First, create an empty directory to contain everything that needs to be uploaded to the remote ray cluster for the ado command to run. In the following we will refer to this directory as $RAY_JOB_DATA_DIR.

Installing ado and required plugins on a remote ray cluster (from source)

If ado, or the plugins that the particular ado command, are not present on the remote ray cluster, then they can be installed as part of the ray job submission. The simplest approach is to do this from source. For this you need to have cloned the ado repository and cloned the plugin repositories(if they are not in the ado repository).

Then there are two steps:

  1. Build python wheels for ado and any required plugins
  2. Tell ray to install the wheels as part of ray-job submission

Building the python wheels

Info

You only need to repeat this step if the source code changes between ray jobs 
and you want to include the changes.

In the top-level of the ado repository:

rm -rf dist/ build/
python -m build -w
mv dist/*.whl `$RAY_JOB_DATA_DIR
  • First command removes any previous build artifacts and wheels. This prevents issues with old files being included in the new wheel
  • Second command creates a dist/ directory with the wheel. It will have a name like ado_core-$VERSION-py3-none.whl
  • Last command copies the wheel to the directory you made

In the top-level of the plugins repository e.g. in one of the orchestrator repositories' plugins/actuators/$ACTUATOR directories, execute:

rm -rf dist/ build/
python -m build -w
mv dist/*.whl `$RAY_JOB_DATA_DIR
  • First command removes any previous build artifacts and wheels. This prevents issues with old files being included in the new wheel
  • Second command creates a dist/ directory with the wheel. It will have a name like $pluginname-$VERSION-py3-none.whl
  • Last command copies the wheel to the directory you made

Configuring installation of the wheels

Once you have built the required wheels, change directory to $RAY_JOB_DATA_DIR.

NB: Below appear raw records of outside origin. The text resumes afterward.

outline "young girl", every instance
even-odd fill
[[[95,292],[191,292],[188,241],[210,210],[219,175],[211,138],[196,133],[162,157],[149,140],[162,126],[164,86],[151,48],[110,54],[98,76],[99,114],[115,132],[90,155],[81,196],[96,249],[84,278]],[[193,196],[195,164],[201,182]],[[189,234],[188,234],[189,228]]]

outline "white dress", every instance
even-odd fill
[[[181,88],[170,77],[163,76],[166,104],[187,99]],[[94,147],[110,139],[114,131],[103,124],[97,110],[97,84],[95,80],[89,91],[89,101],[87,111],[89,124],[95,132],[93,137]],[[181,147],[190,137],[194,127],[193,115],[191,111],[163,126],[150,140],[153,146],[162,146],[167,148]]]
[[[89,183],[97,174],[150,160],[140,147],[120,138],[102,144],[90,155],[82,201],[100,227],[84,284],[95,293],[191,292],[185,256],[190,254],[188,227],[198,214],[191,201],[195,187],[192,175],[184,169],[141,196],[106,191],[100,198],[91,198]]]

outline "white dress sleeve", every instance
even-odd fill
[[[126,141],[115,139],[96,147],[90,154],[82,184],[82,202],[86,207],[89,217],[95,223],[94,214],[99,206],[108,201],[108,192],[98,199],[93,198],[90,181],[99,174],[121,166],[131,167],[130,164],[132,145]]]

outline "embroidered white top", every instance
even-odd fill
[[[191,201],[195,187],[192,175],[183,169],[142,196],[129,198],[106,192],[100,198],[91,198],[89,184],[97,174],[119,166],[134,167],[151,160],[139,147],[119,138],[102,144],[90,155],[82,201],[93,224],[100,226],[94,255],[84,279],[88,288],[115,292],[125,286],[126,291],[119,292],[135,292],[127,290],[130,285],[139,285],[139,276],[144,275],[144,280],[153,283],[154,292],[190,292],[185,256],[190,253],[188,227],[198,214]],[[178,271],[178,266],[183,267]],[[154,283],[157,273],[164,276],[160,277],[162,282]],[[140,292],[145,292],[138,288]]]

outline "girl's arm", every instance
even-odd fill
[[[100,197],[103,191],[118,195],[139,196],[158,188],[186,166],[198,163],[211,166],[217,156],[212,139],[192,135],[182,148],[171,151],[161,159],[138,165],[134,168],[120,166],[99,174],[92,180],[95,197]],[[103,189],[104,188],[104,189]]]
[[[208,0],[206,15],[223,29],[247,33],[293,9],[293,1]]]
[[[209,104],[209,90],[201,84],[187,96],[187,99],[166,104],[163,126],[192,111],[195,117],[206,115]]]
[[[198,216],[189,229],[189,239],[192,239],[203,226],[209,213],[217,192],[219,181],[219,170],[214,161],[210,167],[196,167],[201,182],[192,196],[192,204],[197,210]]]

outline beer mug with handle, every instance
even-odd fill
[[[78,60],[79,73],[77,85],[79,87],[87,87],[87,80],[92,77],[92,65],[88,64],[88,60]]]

Now, create a ray_runtime_env.yaml file that will direct ray to install the wheels when the job is submitted. The section of this file relevant to wheel installation is under the pip field which is a list of packages for pip to install. In our case it is the wheels we just created e.g.

pip: # One line for each wheel to install, in this example there is two. Be sure to check spelling.
 - ${RAY_RUNTIME_ENV_CREATE_WORKING_DIR}/$ADO_CORE.whl
 - ${RAY_RUNTIME_ENV_CREATE_WORKING_DIR}/$ADO_PLUGIN1.whl
env_vars: # See below
  ...

See ray runtime environment for more information on this file.

Warning

Do not delete or substitute the string ${RAY_RUNTIME_ENV_CREATE_WORKING_DIR} when specifying the wheel names. It is required before every wheel you want to upload and if it is changed the wheel installation will fail.

Submitting the ado operation

Once you have completed the previous section you need to create the ado input files in $RAY_JOB_DATA_DIR (or copy them there).

This will be usually the following two YAML files:

Here we will call the first context.yaml and the second operation.yaml although they can have any names.

Then the execution command will look like:

ray job submit --no-wait --address http://localhost:8265  --working-dir . --runtime-env ray_runtime.yaml -v -- \
  ado -c context.yaml create operation -f operation.yaml

The following sections describe the different flags and values in this command line

Specifying the remote ray cluster to submit to: --address

To submit a job to remote ray cluster you need the address (URL) of its dashboard. If the ray cluster is running on kubernetes or OpenShift you will likely need to connect your laptop to this URL via a "port-forward".

For example with OpenShift you can do this with the following oc command in a terminal other that the one you will submit the job from:

oc port-forward --namespace $NAMESPACE svc/$RAY_SERVICE_NAME 8265

You will need to find out the name of the $NAMESPACE and the $RAY_SERVICE_NAME from the administrator of the OpenShift cluster/the namespace. Once started the ray cluster address will be http://localhost:8265

The port-forward command keeps running unless you kill it, or it dies due to inactivity. Once it stops you will not be able to get to the ray cluster until it is restarted.

Important

ray job submit communicates to the ray cluster using different protocols via the given URL. This means if only http is allowed to be sent to the URL ray job submit will not work. This is usually why you need a port-forward compared to, say, an OpenShift route.

Note

You can navigate to the dashboard of the remote ray cluster by pasting the URL into your browser. From there you can see running jobs, browse the logs of your job, see its workers etc. You may also be able to reach this dashboard by a different URL that doesn't require port-forward to access.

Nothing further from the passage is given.